Sulitnya Jadi Menteri Kesehatan, Dahlan Iskan: Pilihannya Mundur atau Bertahan!

Saya teringat ketika diminta Bapak Presiden (SBY) untuk menjadi Dirut PLN. Juga dalam situasi krisis: krisis listrik.

Saya tahu diri. Saya tidak langsung bersedia –meski saya sadar bahwa perintah seorang presiden jangan diabaikan.

Niat saya tidak mengabaikan. Saya justru ingin menjunjung marwah seorang presiden.

Yakni, Presiden harus tahu bahwa saya bukan insinyur listrik –bahkan bukan sarjana. Saya hanya tamatan pondok pesantren: hanya tingkat madrasah aliyah pula.

Saya kemukakan itu di depan presiden. Agar dipikirkan ulang pencalonan saya.

Saya berpikir, bisa jadi Bapak Presiden akan disalahkan banyak orang: mengapa mengangkat lulusan madrasah menjadi Dirut PLN –yang lagi krisis pula.

Maka terucapkan kata-kata beliau: ”Saya sudah tahu itu. Saya melihat kemampuan leadership dan manajerial”.

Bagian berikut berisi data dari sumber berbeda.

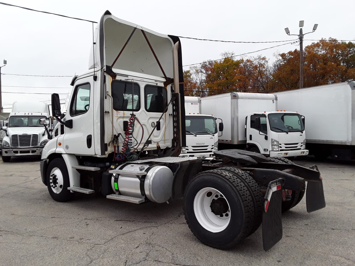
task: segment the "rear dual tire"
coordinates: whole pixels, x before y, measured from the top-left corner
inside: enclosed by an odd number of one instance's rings
[[[221,170],[201,173],[188,184],[184,198],[186,222],[194,235],[210,246],[230,248],[254,225],[248,188],[234,173]]]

Ya sudah. Yang penting, saya tidak boleh mengutamakan ambisi, tetapi mencelakakan atasan saya.

Saya tidak mau melempar bola api ke atas. ”Melempar bola api ke atas” adalah salah satu topik yang saya pilih di program mentoring leadership untuk beberapa direksi perusahaan saat ini.

Setelah jelas posisi saya itu, saya plong. Beban mental berkurang. Namun, saya sadar kelemahan saya: tidak tahu teknis listrik. Memang saya sudah pengalaman membangun dua PLTU, tapi kecil-kecil –untuk ukuran bisnis listrik.

Saya pun sadar: direksi PLN harus kompak –untuk bisa mengatasi krisis listrik saat itu. Saya harus memilih sendiri siapa saja yang akan duduk menjadi direktur PLN –mendampingi saya. Saya bertekad untuk tidak membawa satu orang pun dari luar ke PLN. Pasti masih banyak orang PLN yang hebat-hebat.

Dalam proses pengangkatan saya itu, ada dialog. Saya yang minta dialog: saya dipanggil Menteri BUMN Bapak Mustafa Abubakar dan Menteri ESDM Darwin Zahedy Saleh.

Saya ajukan persyaratan saya itu: saya harus diberi wewenang menentukan siapa saja yang jadi direksi PLN. Kalau tidak, saya tidak mau menjadi Dirut PLN. Untuk apa menjadi Dirut tapi tidak bisa mengatasi krisis listrik.

Beliau setuju. ”Namun, SK-nya harus tetap dari menteri BUMN,” ujar Pak Abubakar. Tentu saya tahu: harus begitu. Tidak masalah.

Said Didu, sekretaris menteri waktu itu, membuatkan SK-nya. Saya juga minta saran Said Didu: siapa anak muda di PLN yang pintar, bersih, dan jujur yang bisa saya ajak diskusi rahasia untuk memilih calon direksi itu. Saya tidak kenal satu pun orang di PLN.